Government plans for hospital overspend review could run into legal obstacles

Government plans for hospital overspend review could run into legal obstacles

Paul McDermott SC

Government plans to publicly identify individuals responsible for overspending at the National Children’s Hospital (NCH) may run into legal obstacles, The Irish Times reports.

Health Minister Simon Harris had told RTÉ’s Sean O’Rourke Show that a forthcoming PwC review into the overspend would go “as far as it possibly can” in identifying individual, who could then be sanctioned by the Government.

However, barrister Paul Anthony McDermott SC warned it would “slow, though not impossible” for the review to make findings of individual accountability.

He saidd: “You have to be sure you are offering fair procedures to those affected if you are planning to name and shame.

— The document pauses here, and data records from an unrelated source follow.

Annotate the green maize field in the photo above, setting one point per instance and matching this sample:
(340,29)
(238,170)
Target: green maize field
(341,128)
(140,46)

Everyone has a right to their good name, so you can’t do it on the back of an envelope.”

Professor David Kenny of TCD School of Law said an ongoing legal challenge by former Justice Minister Alan Shatter against the Guerin Report highlighted the dangers of such an approach.

He said the Court of Appeal’s ruling, upholding Mr Shatter’s case, indicated that “the PwC review, even though it is informal and non-statutory, would have to behave in a way that was fair to the people involved, where findings could be made against them”.